Il s'est retourné, son expression impatiente. « Qu'est-ce qu'il y a, Héloïse ? »
« Le plan de table », ai-je dit en le brandissant. « C'est important qu'on le fasse ensemble. »
Il m'a fait ce sourire charmant et étudié. « Tu gères. Tu es meilleure que moi pour ce genre de choses de toute façon. » Il a levé le pouce. « Allez l'équipe ! »
Et puis il est parti.
Alors que la porte se refermait derrière lui, la douleur dans ma hanche s'est ravivée avec une vengeance. C'était une douleur profonde et lancinante qui m'a ramenée à une nuit pluvieuse sur l'avenue des Champs-Élysées, le crissement des pneus, les phares aveuglants.
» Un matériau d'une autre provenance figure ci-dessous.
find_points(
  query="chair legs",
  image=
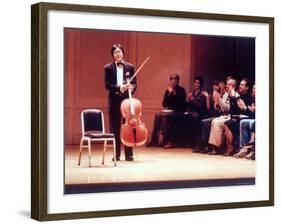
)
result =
(104, 149)
(80, 151)
(89, 150)
(114, 151)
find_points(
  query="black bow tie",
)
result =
(120, 63)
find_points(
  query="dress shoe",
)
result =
(229, 153)
(168, 146)
(205, 150)
(243, 152)
(251, 155)
(196, 149)
(129, 158)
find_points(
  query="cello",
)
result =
(133, 132)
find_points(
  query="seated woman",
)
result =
(216, 137)
(247, 134)
(238, 110)
(174, 101)
(213, 106)
(197, 105)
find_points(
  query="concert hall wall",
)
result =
(87, 51)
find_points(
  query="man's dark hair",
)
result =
(216, 82)
(200, 79)
(176, 76)
(114, 46)
(248, 82)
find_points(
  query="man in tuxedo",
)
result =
(115, 75)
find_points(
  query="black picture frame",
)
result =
(39, 108)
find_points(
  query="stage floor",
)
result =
(154, 164)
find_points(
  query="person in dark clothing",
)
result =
(174, 99)
(197, 107)
(205, 125)
(238, 110)
(115, 75)
(166, 122)
(175, 95)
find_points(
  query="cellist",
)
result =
(115, 83)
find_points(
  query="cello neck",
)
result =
(132, 109)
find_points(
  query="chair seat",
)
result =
(97, 134)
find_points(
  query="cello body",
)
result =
(133, 132)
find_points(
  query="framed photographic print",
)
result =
(139, 111)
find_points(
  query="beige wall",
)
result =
(87, 51)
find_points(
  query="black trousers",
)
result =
(115, 119)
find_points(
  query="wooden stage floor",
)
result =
(168, 168)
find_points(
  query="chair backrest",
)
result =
(92, 120)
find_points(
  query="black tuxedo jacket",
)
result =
(110, 82)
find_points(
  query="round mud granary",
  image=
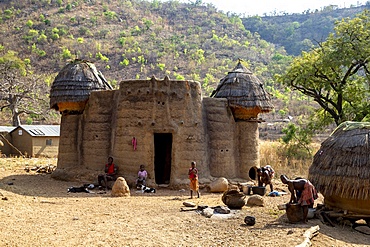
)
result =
(245, 93)
(341, 168)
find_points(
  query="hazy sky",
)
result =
(259, 7)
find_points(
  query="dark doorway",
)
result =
(162, 157)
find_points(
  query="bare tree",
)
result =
(21, 92)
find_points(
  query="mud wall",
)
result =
(223, 151)
(150, 107)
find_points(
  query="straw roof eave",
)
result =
(342, 165)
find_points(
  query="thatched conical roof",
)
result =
(341, 168)
(74, 83)
(245, 93)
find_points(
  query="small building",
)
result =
(341, 168)
(5, 146)
(33, 141)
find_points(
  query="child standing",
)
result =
(193, 176)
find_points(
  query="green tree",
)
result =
(336, 74)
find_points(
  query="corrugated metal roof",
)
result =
(41, 130)
(6, 128)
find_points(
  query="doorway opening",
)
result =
(162, 157)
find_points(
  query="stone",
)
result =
(222, 210)
(120, 188)
(255, 200)
(250, 220)
(189, 204)
(207, 212)
(219, 185)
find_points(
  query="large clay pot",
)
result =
(234, 199)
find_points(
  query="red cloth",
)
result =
(193, 173)
(134, 142)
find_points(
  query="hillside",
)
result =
(133, 39)
(140, 39)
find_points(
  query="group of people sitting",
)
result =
(302, 191)
(110, 174)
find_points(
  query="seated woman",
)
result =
(302, 191)
(142, 175)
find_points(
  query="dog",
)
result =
(78, 189)
(145, 189)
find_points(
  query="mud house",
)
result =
(5, 148)
(31, 141)
(341, 169)
(164, 124)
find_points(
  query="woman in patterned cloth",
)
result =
(302, 192)
(193, 176)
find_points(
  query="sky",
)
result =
(262, 7)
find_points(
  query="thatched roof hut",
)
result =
(341, 168)
(72, 86)
(245, 93)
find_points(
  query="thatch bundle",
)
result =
(245, 93)
(341, 168)
(72, 86)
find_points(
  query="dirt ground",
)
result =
(36, 210)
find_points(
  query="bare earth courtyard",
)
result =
(36, 210)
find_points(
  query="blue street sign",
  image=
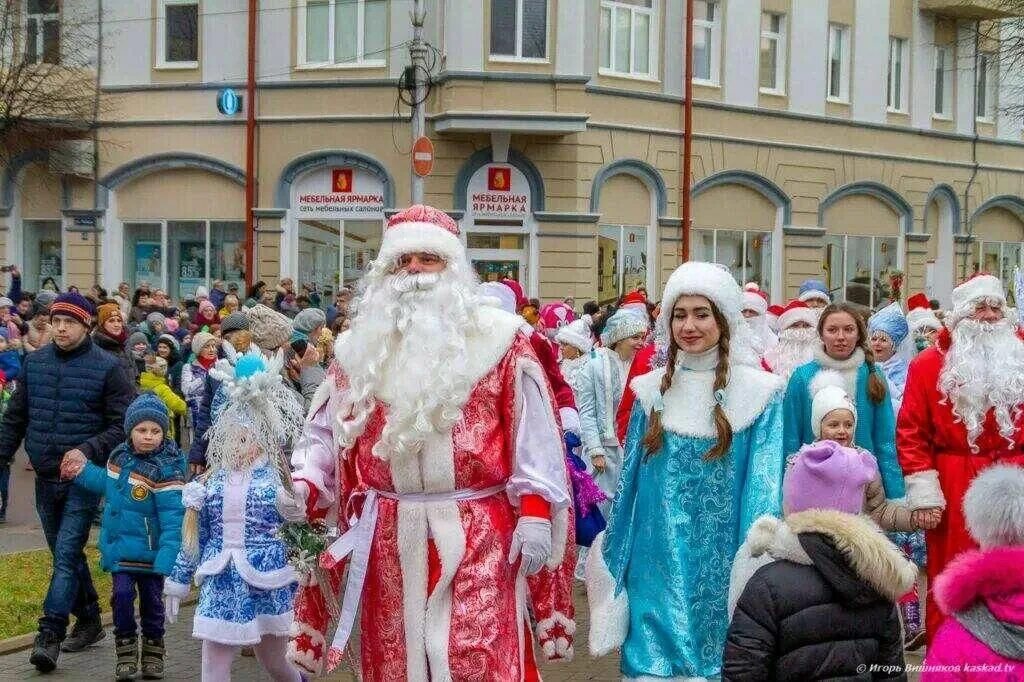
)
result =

Je me suis souvenue de l'agonie brûlante lorsque mon corps a heurté le pavé, le poids écrasant du pare-chocs du taxi contre ma jambe. Je me suis souvenue du visage d'Arthur, pâle de terreur, alors qu'il s'agenouillait au-dessus de moi. Je l'avais poussé hors du chemin. Mon corps pour le sien.
La douleur était atroce, un univers de douleur contenu dans ma hanche brisée. Mais la seule chose que je voyais, c'était la terreur dans ses yeux. La seule chose à laquelle je pensais, c'était : Au moins, il est en sécurité.